集団的個別指導の選定基準/厚生局 各科別平均点数を開示  PDF

集団的個別指導の選定基準

厚生局 各科別平均点数を開示

 近畿厚生局京都事務所は5月10日、「集団的個別指導対象件数算出表」と「2012年度指導等月別実施予定表」を開示した。これは、京都府保険医協会の開示請求により行われたもの。

 「集団的個別指導対象件数算出表」(表1)によれば、2012年度の対象は、病院14機関、診療所142機関となっている。

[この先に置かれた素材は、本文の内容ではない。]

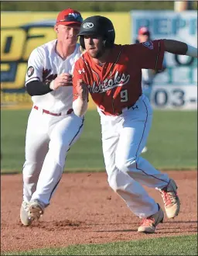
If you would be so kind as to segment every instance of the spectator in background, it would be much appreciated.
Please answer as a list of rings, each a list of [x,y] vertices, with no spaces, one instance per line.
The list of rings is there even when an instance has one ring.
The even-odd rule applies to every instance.
[[[144,43],[151,40],[151,33],[146,26],[142,26],[138,29],[138,35],[135,43]],[[142,92],[145,95],[149,101],[151,101],[152,89],[153,85],[153,80],[158,73],[162,72],[166,67],[166,60],[163,60],[163,68],[160,71],[155,71],[152,69],[142,69]],[[148,150],[148,147],[145,147],[142,153],[145,153]]]

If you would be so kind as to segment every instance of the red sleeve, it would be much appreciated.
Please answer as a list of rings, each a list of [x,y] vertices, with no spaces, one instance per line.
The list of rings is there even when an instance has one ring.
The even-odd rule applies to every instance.
[[[133,54],[141,68],[161,70],[164,58],[163,40],[148,41],[134,45]]]
[[[82,68],[81,68],[82,69]],[[80,63],[79,61],[76,61],[73,72],[73,101],[76,100],[78,97],[77,93],[77,81],[79,79],[83,79],[82,73],[80,74]]]

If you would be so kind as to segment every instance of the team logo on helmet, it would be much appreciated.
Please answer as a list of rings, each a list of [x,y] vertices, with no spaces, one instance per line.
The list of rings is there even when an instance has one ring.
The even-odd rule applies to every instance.
[[[29,66],[27,71],[28,77],[31,77],[34,74],[34,67],[32,66]]]
[[[147,48],[150,49],[150,50],[153,50],[153,43],[152,41],[147,41],[147,42],[144,42],[142,43],[145,47],[146,47]]]
[[[84,29],[89,29],[93,28],[94,24],[92,22],[86,22],[83,25]]]

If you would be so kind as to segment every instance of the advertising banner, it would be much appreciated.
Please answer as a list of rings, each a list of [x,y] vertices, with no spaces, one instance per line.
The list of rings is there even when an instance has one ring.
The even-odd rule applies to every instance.
[[[171,39],[197,47],[197,12],[196,11],[182,12],[132,11],[131,12],[131,43],[135,43],[138,29],[141,26],[147,26],[150,31],[152,40]],[[180,93],[175,94],[174,96],[177,95],[177,97],[181,97],[180,99],[188,97],[187,95],[194,92],[193,101],[185,100],[183,104],[181,104],[181,100],[179,103],[180,106],[176,106],[174,104],[169,104],[169,101],[165,101],[163,108],[196,109],[197,59],[169,53],[166,53],[165,58],[167,68],[162,74],[156,75],[153,83],[154,89],[152,94],[153,106],[160,107],[160,104],[155,102],[155,92],[163,88],[169,95],[172,87],[172,89],[180,92]],[[188,90],[190,93],[188,92]]]
[[[53,26],[57,14],[43,12],[2,12],[2,108],[26,108],[32,106],[31,97],[26,93],[24,85],[27,61],[32,50],[56,38]],[[82,12],[82,16],[86,19],[97,14],[98,13]],[[129,43],[129,13],[104,12],[103,15],[109,17],[115,26],[116,43]],[[95,107],[91,99],[89,107]]]

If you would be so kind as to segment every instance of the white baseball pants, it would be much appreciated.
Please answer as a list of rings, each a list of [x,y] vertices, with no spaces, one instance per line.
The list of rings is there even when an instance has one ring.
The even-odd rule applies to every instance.
[[[45,206],[60,181],[67,151],[80,137],[84,119],[73,112],[53,116],[32,109],[26,137],[23,200],[38,199]]]
[[[142,95],[119,116],[101,116],[103,154],[110,186],[140,218],[155,213],[157,203],[142,185],[162,189],[169,178],[140,157],[152,126],[152,109]]]

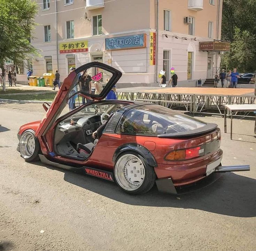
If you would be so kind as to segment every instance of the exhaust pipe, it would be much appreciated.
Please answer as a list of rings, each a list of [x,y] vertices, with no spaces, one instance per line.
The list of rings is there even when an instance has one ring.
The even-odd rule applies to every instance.
[[[240,171],[250,171],[250,166],[217,166],[215,169],[216,173],[226,172],[238,172]]]

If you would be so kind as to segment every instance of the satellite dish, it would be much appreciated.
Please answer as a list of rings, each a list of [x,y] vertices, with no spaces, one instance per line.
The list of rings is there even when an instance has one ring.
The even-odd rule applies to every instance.
[[[85,20],[89,20],[90,21],[91,20],[90,18],[89,19],[88,19],[87,12],[84,12],[84,18]]]

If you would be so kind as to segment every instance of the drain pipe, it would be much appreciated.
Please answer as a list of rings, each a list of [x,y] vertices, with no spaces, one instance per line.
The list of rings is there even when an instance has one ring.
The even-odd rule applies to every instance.
[[[158,81],[158,29],[159,24],[159,0],[156,0],[156,72],[155,74],[156,83]]]
[[[59,72],[59,29],[58,28],[58,8],[57,6],[57,1],[58,0],[55,0],[55,17],[56,18],[56,54],[57,55],[57,69],[58,71]]]

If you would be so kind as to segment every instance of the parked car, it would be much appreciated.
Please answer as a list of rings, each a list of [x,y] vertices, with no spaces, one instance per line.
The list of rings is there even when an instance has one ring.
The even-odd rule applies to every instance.
[[[251,80],[254,73],[245,73],[238,78],[238,84],[250,84]]]
[[[91,72],[103,71],[103,81],[107,83],[102,91],[71,92],[78,74],[90,68]],[[99,62],[69,74],[51,105],[43,104],[42,120],[19,129],[21,157],[115,182],[133,194],[147,192],[155,182],[159,191],[177,194],[214,173],[249,169],[221,166],[220,132],[215,124],[154,104],[103,100],[121,76]],[[70,93],[93,102],[69,111]]]

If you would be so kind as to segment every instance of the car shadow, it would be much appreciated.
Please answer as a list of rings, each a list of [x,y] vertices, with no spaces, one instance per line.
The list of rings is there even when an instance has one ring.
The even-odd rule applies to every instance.
[[[202,210],[237,217],[256,216],[256,180],[233,173],[224,174],[218,180],[200,190],[181,195],[159,192],[155,185],[147,193],[132,195],[114,183],[89,175],[45,165],[36,165],[64,173],[64,180],[71,184],[122,203],[148,207]]]
[[[10,129],[5,127],[4,126],[2,126],[0,125],[0,133],[2,133],[4,132],[7,132],[8,131],[10,131]]]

 集団的個別指導は、レセプト1件当たりの平均点数が高い保険医療機関に対して、地方厚生局が行う行政指導である。平均点数の1・2倍(病院は1・1倍)であり、かつ概ね上位8%の保険医療機関を対象に実施される。

 診療所の選定は12区分に分けられるが、2012年度より、人工透析をしていない内科診療所が、在宅療養支援診療所届出医療機関とそれ以外に分けられた。院外処方を行う医療機関に対しては平均点数が補正されるが、2012年度においては、補正点数が開示されなかった。

 集団的個別指導は7月に病院14機関、診療所134機関、9月に8機関の実施が予定されている。出席案内は開催日の3週間前に送付される。全国的に地方厚生局による選定誤りがたびたび発生している。出席案内が送付された場合でも、納得ができない場合は、近畿厚生局京都事務所に確かめることをお勧めする。

表1 診療所 集団的個別指導対象件数算出表

高点数医療機関に対する個別指導を実施か?

 一方、「2012年度指導等月別実施予定表」(表2)によると、個別指導の対象医療機関数は病院5機関、診療所12機関となっている。2区分は墨塗りされているが、2011年度までは上段が「審査支払機関、保険者、患者等からの情報提供」や「再指導」等の理由により選定された機関、下段が平均点数の高い保険医療機関(集団的個別指導からの移行)と考えられた。従来、診療所のうち、高点数区分は80機関程度選定するが、実施はされていない。2012年度の特徴は、ここに7機関という絞った数字を入れていることだ。つまり、高点数を維持している診療所に対する個別指導の実施を具体的に検討しているのではないか、と予想できる。

 保団連は、毎年、高点数を選定基準とする集団的個別指導、個別指導は廃止するよう厚生労働省に対して求めており、京都府保険医協会の要求と同じである。

 保険診療のルールや療養担当規則を守るなど、保険診療を適切に行い、自らの足元を固める必要はあるが、委縮診療に陥らず、必要な医療を提供しなければならない。その結果、高点数になったとしても、一律に指導すべきではない。

 一方、指導の場では、自らの診療の正しさを堂々と主張し、適正さを認めさせていく必要がある。協会は、個別指導において保険医の人権が脅かされてはならないと考えており、個別指導時の録音と弁護士の帯同を推奨している。会員の希望があれば、5万円+消費税+交通費実費の負担で、協会顧問弁護士事務所から弁護士の帯同が可能である。ご相談いただきたい。